Die Ausführungen der CDU sind nicht richtig. Das Wahlrecht ist an keine Rechte und Pflichten gebunden. Das werde ich auch nach acht Jahren nicht müde zu sa

gen. Es gibt doch auch keine Koppelung des Wahlrechts für Frauen bei der CDU.

[Beifall der Frau Abg. Flesch (SPD)]

Oder müssen bei Ihnen die Frauen dann an den Herd? Es gibt einfach keine Koppelung.

[Hoffmann (CDU): Nur grüne Frauen! – Heiterkeit bei der CDU]

Nein. Die grünen Frauen können auch so ganz gut kochen. –

[Over (Linkspartei.PDS): Das haben die nicht verstanden!]

Es geht um ein demokratisches Prinzip und die Frage, wie viel Menschen wir beteiligen wollen. Da sagen wir: so viel wie möglich. Es geht um demokratische Prinzipien und nicht um irgendwelche Reifeprüfungen, Intelligenzprüfungen. Herr Lorenz hat einmal gesagt, die Jugendlichen seien jetzt „frühreifer“.

[Mutlu (Grüne): Dann würde ja die CDU durchfallen!]

Das sind alles keine Kriterien. Es geht darum, dass Kinder und Jugendliche partizipieren sollen.

Ab wann kann man das tun? – Man hat jetzt einen großen Konsens bei wenigstens 16 Jahren.

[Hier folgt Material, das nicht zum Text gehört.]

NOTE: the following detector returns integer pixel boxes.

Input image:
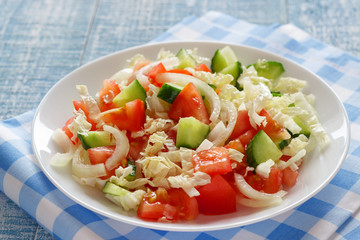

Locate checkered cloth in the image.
[0,12,360,240]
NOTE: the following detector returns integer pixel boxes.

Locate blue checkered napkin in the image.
[0,12,360,240]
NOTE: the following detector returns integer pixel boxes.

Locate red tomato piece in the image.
[195,63,212,73]
[87,145,127,179]
[148,63,166,87]
[238,128,257,147]
[168,83,210,124]
[98,79,120,112]
[225,138,245,154]
[196,175,236,215]
[137,199,178,220]
[263,168,282,193]
[168,188,199,221]
[282,167,299,187]
[230,110,253,139]
[73,100,96,131]
[259,109,291,142]
[62,117,75,144]
[167,69,192,76]
[245,172,264,191]
[128,137,149,161]
[100,99,145,132]
[192,147,232,176]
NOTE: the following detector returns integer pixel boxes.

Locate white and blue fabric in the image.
[0,12,360,240]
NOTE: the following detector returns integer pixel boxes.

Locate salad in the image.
[51,46,329,222]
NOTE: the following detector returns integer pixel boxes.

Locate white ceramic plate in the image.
[32,42,350,231]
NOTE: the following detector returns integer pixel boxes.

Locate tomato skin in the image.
[195,63,212,73]
[148,63,167,87]
[263,168,282,193]
[98,79,120,112]
[62,117,76,144]
[167,69,192,76]
[87,145,127,180]
[168,188,199,221]
[168,83,210,124]
[259,109,291,142]
[100,99,146,132]
[73,100,96,131]
[192,147,232,176]
[230,110,253,139]
[196,175,236,215]
[137,188,199,221]
[282,167,299,187]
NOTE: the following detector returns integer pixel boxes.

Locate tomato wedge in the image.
[259,109,291,142]
[137,188,199,221]
[148,63,166,87]
[168,83,210,124]
[192,147,232,176]
[196,175,236,215]
[87,145,127,180]
[100,99,145,132]
[98,79,120,112]
[195,63,212,73]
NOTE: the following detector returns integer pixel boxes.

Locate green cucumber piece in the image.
[293,116,311,138]
[176,117,210,149]
[220,61,242,87]
[176,48,197,69]
[77,131,112,150]
[157,83,183,103]
[102,181,130,196]
[246,130,282,168]
[248,61,285,80]
[210,46,238,72]
[113,79,146,107]
[125,160,136,181]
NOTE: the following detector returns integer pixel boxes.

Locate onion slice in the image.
[234,173,287,200]
[156,73,221,122]
[104,125,130,170]
[72,146,106,178]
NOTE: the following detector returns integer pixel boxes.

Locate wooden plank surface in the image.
[0,0,360,239]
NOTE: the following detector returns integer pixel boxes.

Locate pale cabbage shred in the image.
[50,49,329,211]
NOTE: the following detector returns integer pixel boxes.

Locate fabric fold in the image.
[0,12,360,240]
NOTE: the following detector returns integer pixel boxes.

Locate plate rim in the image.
[31,40,351,232]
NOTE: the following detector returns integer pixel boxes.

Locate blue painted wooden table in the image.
[0,0,360,239]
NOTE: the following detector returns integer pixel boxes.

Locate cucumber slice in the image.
[77,131,112,150]
[157,83,183,103]
[176,117,210,149]
[210,46,238,72]
[246,130,282,168]
[220,61,242,86]
[102,182,130,196]
[293,116,311,138]
[248,61,285,80]
[113,79,146,107]
[176,48,196,69]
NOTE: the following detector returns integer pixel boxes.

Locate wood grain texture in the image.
[0,0,360,239]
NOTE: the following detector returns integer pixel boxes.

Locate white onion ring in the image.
[72,146,106,178]
[156,73,221,122]
[234,173,287,200]
[104,125,130,170]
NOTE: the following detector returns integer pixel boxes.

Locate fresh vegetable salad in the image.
[51,46,329,222]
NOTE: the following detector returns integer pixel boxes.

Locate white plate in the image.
[32,42,350,231]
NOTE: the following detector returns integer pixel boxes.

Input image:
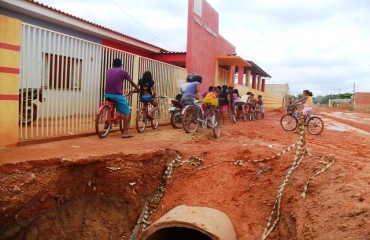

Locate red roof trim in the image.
[26,0,166,51]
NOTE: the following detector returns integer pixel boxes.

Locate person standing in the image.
[181,73,202,106]
[291,90,313,118]
[139,71,158,118]
[104,58,139,138]
[218,85,230,123]
[257,95,265,119]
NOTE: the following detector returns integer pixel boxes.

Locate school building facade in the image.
[0,0,281,146]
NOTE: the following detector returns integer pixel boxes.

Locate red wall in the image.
[186,0,235,91]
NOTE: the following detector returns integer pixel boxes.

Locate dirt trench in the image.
[0,150,176,240]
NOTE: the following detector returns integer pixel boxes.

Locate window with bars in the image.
[43,53,82,90]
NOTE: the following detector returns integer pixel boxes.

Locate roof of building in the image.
[0,0,167,53]
[246,60,271,78]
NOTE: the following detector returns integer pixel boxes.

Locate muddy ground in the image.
[0,108,370,239]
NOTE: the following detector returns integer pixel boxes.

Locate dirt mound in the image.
[0,151,175,239]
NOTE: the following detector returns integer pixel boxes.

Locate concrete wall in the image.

Ich finde, das ist doch ein positiver Schritt. Viele von Ihnen, die jetzt Direktkandidaten sind – nicht alle auf aussichtsreichen Plätzen, das ist schon klar –, werden zugeben, dass wir ganz stolz sind, wenn in den Schulen diese Jugendwahlen gemacht werden, und wir freuen uns, wenn einmal die eine, einmal die andere Partei führt. Wir sind auch alle ganz stolz darauf, wenn die Kandidaten gesprochen haben und alle Jugendlichen sich entscheiden. Wir müssen feststellen, die Jugendlichen wissen sehr wohl, worum es geht. Demzufolge kann man schon sagen, dass es richtig ist, auch Jugendliche einzubeziehen.

Ich kann meinen Vorrednern nur zustimmen. Viele Entscheidungen, die wir – insbesondere auf der kommunalen Ebene – heute treffen, sind wesentlich einschneidender für Jugendliche als für manchen wahlberechtigten Rentner. Deshalb sollten wir dafür sein. Ich bitte noch einmal, dass solche Abgeordneten wie Herr Rabbach, die bisweilen gesagt haben, so schlecht fänden sie es nicht, heute noch einmal in sich gehen und sagen: Es gibt auch einen anderen Flügel der CDU.

[Dr. Heide (CDU): Er ist gerade nicht da!]

Ich begrüße es, dass es heute eine breite Front gibt, die den Schritt geht, die Verfassung zu ändern. Wir werden beim nächsten Wahlkampf nicht die große Jungwählerkampagne machen, weil ab 16 gewählt werden kann. Die Jugendlichen sind schlau genug zu entscheiden, wer das Richtige in ihren Bezirken macht. Wir sollten deshalb als Parteien um die besten Argumente kämpfen. Ich freue mich dann auf den nächsten Wahlkampf!

[Beifall bei den Grünen, der SPD und der Linkspartei.PDS]

Danke schön, Frau Kollegin Martins! – Für die Freien Demokraten erhält Herr Kollege Ritzmann das Wort. – Bitte schön!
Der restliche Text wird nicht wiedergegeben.